Accordingly, the apparatus may include means (e.g., processor 202,
display 214) for generating a binocular user interface presented in
the display 101.
[0068] In this example, the apparatus 200 has determined the focus
distance of the user as focus distance 501 corresponding to the
object 103. As described with respect to FIG. 1A, the apparatus 200
has presented augmenting representations 503a and 503b for each
respective subdisplay 105a and 105b as overlays on the object 103
at the determined focus distance 501. As shown, the apparatus 200
is also presenting representations 505a and 505b of a virtual
object 507 located at a representational distance 509,
representations 511a and 511b of a virtual object 513 location at a
representational distance 515.
[0069] As illustrated in FIG. 5, the difference between the
representational distance 509 of virtual object 507 from the focus
distance 501 is greater than the difference between the
representational distance 515 of the virtual object 513 from the
focus distance 501. Accordingly, the apparatus 200 is configured
with means (e.g., processor 202) to determine the representations
505a and 505b of the virtual object 507 to have more blurring
effect than the representations 511a and 511b of the virtual object
513. In addition, because of the binocular display the
representations 503a-503b, 505a-505b, and 511a-511b are determined
so that vergence of each representation pair is appropriate for the
determined focus distance. In at least one example embodiment, the
apparatus 200 may determine the blurring effect and vergence
separately or in combination for the representations.

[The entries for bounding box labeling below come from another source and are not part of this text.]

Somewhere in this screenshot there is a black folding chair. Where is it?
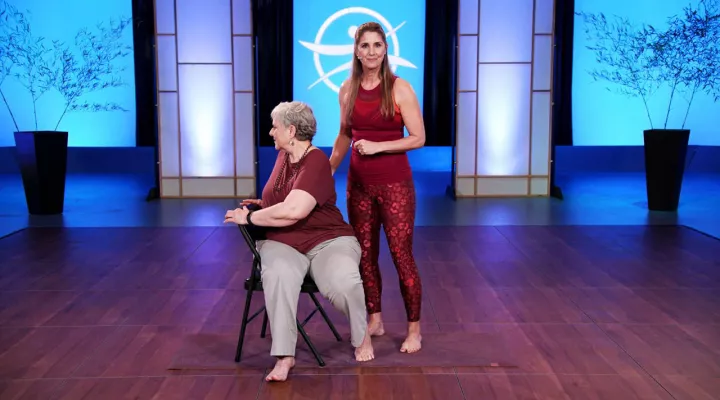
[235,225,342,367]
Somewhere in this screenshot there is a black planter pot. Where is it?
[643,129,690,211]
[15,131,68,215]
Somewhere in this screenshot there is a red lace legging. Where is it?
[347,180,422,322]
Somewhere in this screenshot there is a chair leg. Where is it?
[295,319,325,367]
[308,293,342,342]
[235,290,253,362]
[260,308,267,339]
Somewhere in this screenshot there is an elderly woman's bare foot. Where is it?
[368,313,385,336]
[400,322,422,353]
[265,357,295,382]
[355,331,375,362]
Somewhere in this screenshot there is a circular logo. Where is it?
[300,7,417,93]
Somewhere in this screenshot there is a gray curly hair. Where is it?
[270,101,317,142]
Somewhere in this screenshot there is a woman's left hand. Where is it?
[353,139,381,156]
[224,207,250,225]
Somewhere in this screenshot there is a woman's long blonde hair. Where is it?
[345,22,395,121]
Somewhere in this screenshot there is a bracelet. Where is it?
[245,211,255,226]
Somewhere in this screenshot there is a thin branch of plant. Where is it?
[577,0,720,129]
[0,1,132,131]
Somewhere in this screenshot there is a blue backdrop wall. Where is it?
[0,0,135,147]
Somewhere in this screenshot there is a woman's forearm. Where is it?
[378,136,425,153]
[250,203,298,228]
[330,132,350,173]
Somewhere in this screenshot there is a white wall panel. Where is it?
[179,65,235,177]
[455,92,477,175]
[477,64,531,175]
[478,0,533,63]
[158,92,180,177]
[176,0,232,64]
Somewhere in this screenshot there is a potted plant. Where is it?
[0,1,132,214]
[577,0,720,211]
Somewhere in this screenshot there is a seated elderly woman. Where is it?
[225,102,374,381]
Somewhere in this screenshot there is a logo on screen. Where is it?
[299,7,417,93]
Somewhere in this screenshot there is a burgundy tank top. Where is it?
[348,77,412,185]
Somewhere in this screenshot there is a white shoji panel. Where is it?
[158,93,180,176]
[530,92,552,175]
[477,178,528,196]
[458,0,478,35]
[235,93,255,176]
[455,178,475,196]
[157,36,177,91]
[457,36,477,90]
[160,178,180,197]
[533,35,553,90]
[155,0,175,34]
[182,178,235,197]
[477,64,531,175]
[176,0,232,63]
[478,0,533,62]
[530,177,550,196]
[237,178,258,198]
[179,65,235,177]
[455,92,477,175]
[232,0,252,35]
[233,36,253,91]
[535,0,555,33]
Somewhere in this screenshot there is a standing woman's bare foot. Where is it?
[265,357,295,382]
[400,322,422,354]
[355,330,375,362]
[368,313,385,336]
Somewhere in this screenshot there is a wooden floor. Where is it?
[0,226,720,400]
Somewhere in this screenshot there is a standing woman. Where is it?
[330,22,425,353]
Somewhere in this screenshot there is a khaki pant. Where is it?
[257,236,367,357]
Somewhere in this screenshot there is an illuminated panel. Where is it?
[530,92,552,175]
[535,0,555,33]
[235,93,255,177]
[179,65,235,177]
[533,35,552,90]
[477,64,531,175]
[477,178,528,197]
[158,93,180,177]
[455,92,477,175]
[157,36,177,91]
[232,0,252,35]
[155,0,175,34]
[233,36,253,91]
[458,0,478,35]
[457,36,477,90]
[478,0,533,63]
[176,0,232,64]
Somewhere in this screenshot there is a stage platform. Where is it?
[0,173,720,400]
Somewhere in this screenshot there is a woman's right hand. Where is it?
[240,199,262,207]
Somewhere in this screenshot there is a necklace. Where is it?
[273,144,312,192]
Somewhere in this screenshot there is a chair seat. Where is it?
[245,275,320,293]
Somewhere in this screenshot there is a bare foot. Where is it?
[400,322,422,354]
[355,331,375,362]
[368,313,385,336]
[265,357,295,382]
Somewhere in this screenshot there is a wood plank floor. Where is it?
[0,226,720,400]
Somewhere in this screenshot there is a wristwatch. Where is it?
[245,211,254,226]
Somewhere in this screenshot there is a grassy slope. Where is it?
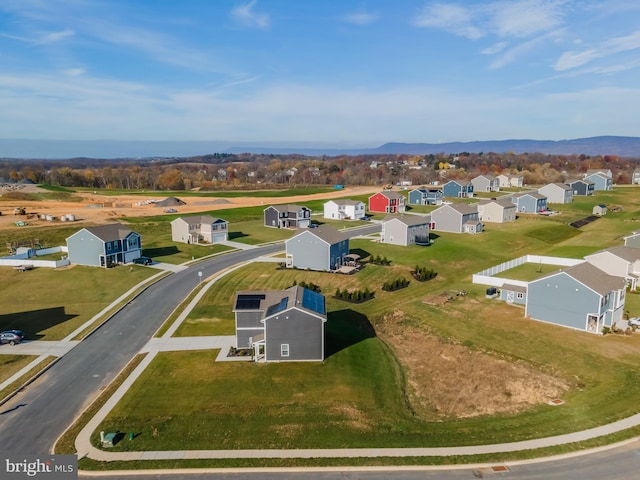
[91,187,640,449]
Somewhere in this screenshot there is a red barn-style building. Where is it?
[369,191,405,213]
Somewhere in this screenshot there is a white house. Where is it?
[324,199,366,220]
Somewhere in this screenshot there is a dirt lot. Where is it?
[376,310,568,419]
[0,185,380,228]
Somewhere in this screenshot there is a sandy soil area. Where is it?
[0,186,380,228]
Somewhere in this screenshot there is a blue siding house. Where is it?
[442,180,473,198]
[511,192,547,213]
[285,225,349,272]
[526,262,626,333]
[67,223,142,268]
[584,172,613,191]
[409,187,443,205]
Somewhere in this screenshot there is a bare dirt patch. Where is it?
[376,311,568,419]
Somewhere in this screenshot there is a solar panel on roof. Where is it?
[266,297,289,317]
[236,294,265,310]
[302,288,326,315]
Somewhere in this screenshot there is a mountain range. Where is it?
[0,136,640,160]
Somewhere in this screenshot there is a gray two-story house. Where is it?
[511,192,547,213]
[538,183,573,203]
[429,203,482,233]
[67,223,142,268]
[409,187,442,205]
[285,225,349,272]
[233,286,327,362]
[171,215,229,243]
[264,205,311,228]
[525,262,626,333]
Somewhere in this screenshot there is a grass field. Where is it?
[90,186,640,450]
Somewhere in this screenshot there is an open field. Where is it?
[0,185,640,462]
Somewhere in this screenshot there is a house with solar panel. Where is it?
[233,286,327,362]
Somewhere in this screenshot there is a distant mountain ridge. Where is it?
[0,136,640,160]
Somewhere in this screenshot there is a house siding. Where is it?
[264,309,324,362]
[526,273,611,333]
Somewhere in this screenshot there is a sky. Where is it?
[0,0,640,156]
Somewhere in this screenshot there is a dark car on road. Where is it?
[133,257,153,265]
[0,330,24,345]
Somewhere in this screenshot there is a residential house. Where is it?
[471,175,500,193]
[171,215,229,243]
[584,245,640,290]
[369,190,405,213]
[592,204,607,217]
[538,183,573,203]
[496,173,524,188]
[409,187,443,205]
[584,171,613,191]
[511,192,547,213]
[324,200,365,220]
[567,178,595,196]
[624,231,640,248]
[442,180,473,198]
[67,223,142,268]
[233,286,327,362]
[285,225,349,272]
[476,198,517,223]
[264,204,311,228]
[525,262,625,333]
[429,203,482,233]
[380,215,431,247]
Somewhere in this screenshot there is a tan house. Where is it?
[380,215,431,247]
[171,215,229,243]
[478,199,517,223]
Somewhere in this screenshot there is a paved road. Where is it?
[0,225,380,455]
[0,245,283,454]
[80,442,640,480]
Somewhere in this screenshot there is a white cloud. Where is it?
[36,29,76,44]
[231,0,270,29]
[342,12,379,25]
[413,3,485,40]
[553,31,640,71]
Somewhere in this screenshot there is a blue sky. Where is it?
[0,0,640,147]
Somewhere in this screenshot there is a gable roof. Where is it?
[382,215,431,227]
[173,215,227,225]
[233,285,327,321]
[534,262,625,295]
[85,223,133,242]
[265,203,308,212]
[432,203,478,215]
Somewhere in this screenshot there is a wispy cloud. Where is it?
[412,3,485,40]
[342,12,379,25]
[553,31,640,71]
[413,0,569,40]
[34,29,76,45]
[231,0,270,29]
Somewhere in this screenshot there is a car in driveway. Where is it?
[133,257,153,265]
[0,330,24,345]
[627,317,640,327]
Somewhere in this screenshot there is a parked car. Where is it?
[0,330,24,345]
[133,257,153,265]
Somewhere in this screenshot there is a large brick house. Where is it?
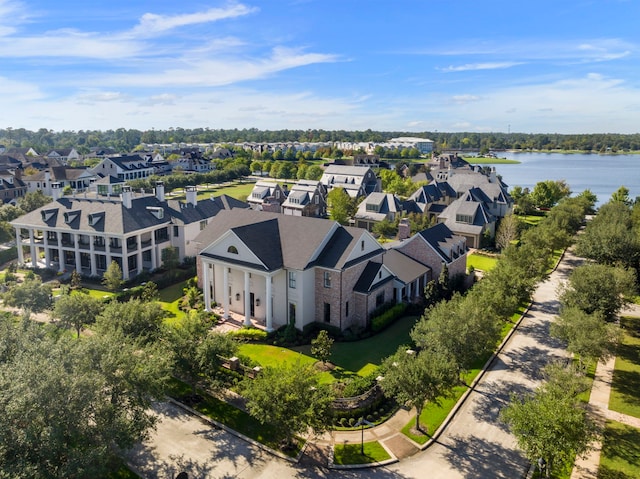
[195,210,466,330]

[0070] FIG. 6 is a block diagram of operations for determining
focal point settings for dynamic focus optical components of
display based, according to at least one example embodiment of the
present invention. In at least one example embodiment, the
apparatus 200 and/or its components (e.g., processor 202, display
214, camera/sensors 294) of FIG. 2 preform and/or provide means for
performing any of the operations described in the process 600 of
FIG. 6. In addition or alternatively, a chip set including a
processor and a memory as shown in FIG. 8 and/or a mobile terminal
as shown in FIG. 9 may include means for performing any of the
operations of the process 600. It also is noted that the operations
601-607 of FIG. 3 are provided as examples of at least one
embodiment of the present invention. Moreover, the ordering of the
operations 601-607 can be changed and some of the operations
601-607 may be combined. For example, operation 607 may or may not
be performed or may be combined with operation 601 or any of the
other operations 603 or 605.
[0071] As noted previously, potential visual miscues and conflicts
(e.g., focus mismatches) and/or their potential impacts on the user
can be reduced or eliminated by optical and/or non-optical
techniques. The method, apparatus, and computer program product for
performing the operations of the process 600 relate to optical
techniques for determining focal point settings for dynamic focus
optical components 121 of a display 101 to reduce or eliminate
visual miscues or conflicts. Operation 601 is analogous to the
focus distance determination operations described with respect to
operation 301 of FIG. 3. For example, in operation 601, the
apparatus 200 performs and includes means (e.g., a processor 202,
camera/sensors 294, input device 212, pointing device 216, etc.)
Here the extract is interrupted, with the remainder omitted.